Horror films and LGTBIphobia, a long relationship full of clichés and associations to the perverse

You have to have sharp claws, almost like Freddie Krueger, the famous villain from ‘A Nightmare on Elm Street’ to dissect, frame by frame, each and every one of the references to the LGTBIQ + collective in horror movies. Precisely, no one has shouted as much as the protagonist of ‘A Nightmare on Elm Street 2’, Jesse Walsh (played by actor Mark Patton). They have dubbed this the most “gay” horror movie.
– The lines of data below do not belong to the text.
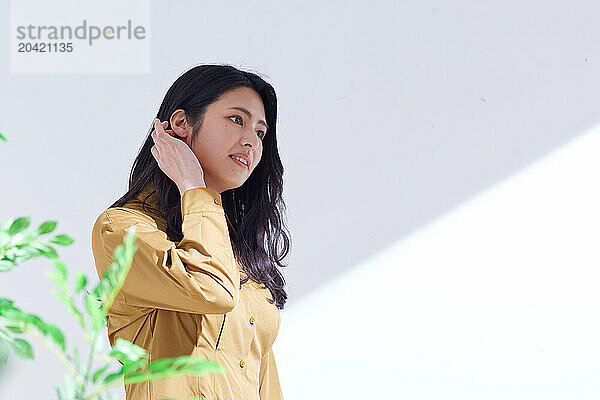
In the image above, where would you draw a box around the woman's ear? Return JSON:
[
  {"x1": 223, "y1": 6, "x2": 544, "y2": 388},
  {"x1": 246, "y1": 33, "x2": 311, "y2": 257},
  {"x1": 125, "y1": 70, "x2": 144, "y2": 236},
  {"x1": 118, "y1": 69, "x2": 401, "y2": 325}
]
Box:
[{"x1": 167, "y1": 109, "x2": 192, "y2": 139}]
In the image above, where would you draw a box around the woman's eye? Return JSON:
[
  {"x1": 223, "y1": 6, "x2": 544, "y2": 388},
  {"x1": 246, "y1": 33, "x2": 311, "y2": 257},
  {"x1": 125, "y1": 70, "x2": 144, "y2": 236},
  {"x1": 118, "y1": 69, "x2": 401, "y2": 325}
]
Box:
[{"x1": 229, "y1": 115, "x2": 244, "y2": 126}]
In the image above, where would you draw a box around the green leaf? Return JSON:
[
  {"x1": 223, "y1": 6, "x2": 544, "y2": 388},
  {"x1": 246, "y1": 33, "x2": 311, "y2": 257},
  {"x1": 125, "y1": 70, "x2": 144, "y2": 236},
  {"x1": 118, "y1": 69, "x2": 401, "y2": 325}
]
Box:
[
  {"x1": 0, "y1": 260, "x2": 17, "y2": 272},
  {"x1": 33, "y1": 243, "x2": 58, "y2": 260},
  {"x1": 10, "y1": 338, "x2": 33, "y2": 360},
  {"x1": 8, "y1": 217, "x2": 31, "y2": 236},
  {"x1": 48, "y1": 234, "x2": 75, "y2": 246},
  {"x1": 55, "y1": 385, "x2": 67, "y2": 400},
  {"x1": 46, "y1": 323, "x2": 66, "y2": 353},
  {"x1": 108, "y1": 338, "x2": 148, "y2": 364},
  {"x1": 5, "y1": 324, "x2": 25, "y2": 333},
  {"x1": 37, "y1": 221, "x2": 57, "y2": 235},
  {"x1": 75, "y1": 271, "x2": 87, "y2": 293},
  {"x1": 65, "y1": 372, "x2": 75, "y2": 399},
  {"x1": 52, "y1": 259, "x2": 68, "y2": 281}
]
“The film was born as a clearly homosexual allegory. The screenwriter made a deliberate story set in gay spaces, shot in friendly venues “, Javier Parra, author of the book ‘Scream Queer’, a work that analyzes all those representations of what is called ‘queer’ on celluloid, has explained to laSexta. But how to identify it?

“We find it in coded characters, homophobic jokes or the sexualization of LGTBIQ + women, always done in the eyes of the directors, who are men, “Parra has denounced. Cinema and censorship associated ‘queer’ with the perversion and depravity of certain characters or the monstrosity of others.

This is the case of movies like Frankenstein. “Two men creating life without the need for a woman gives a bit of subtext to understand that there is talk of a homoparental family“said the author of ‘Scream Queer’. There are hundreds of examples, some more veiled, such as bisexual and ‘mannered’ vampires, and others more explicit.

“I am nothing but a sweet transsexual transvestite from Transylvania,” they sing, for example, in ‘The Rocky Horror Picture Show’, yet another sample of the glam aesthetic. And of transvestism, like the one in ‘Psychosis’; also, criminals with gender dysphoria, like Buffalo Bill in ‘The Silence of the Lambs’. “Unfortunately, what has predominated the most is the negative cliché,” said Parra.

But it’s not always like this. “Luckily, we meet LGTBIQ characters in the movies whose sexual orientation is not relevant to the plots“Parra concluded. It is only a matter of knowing that the difference is in the nuances.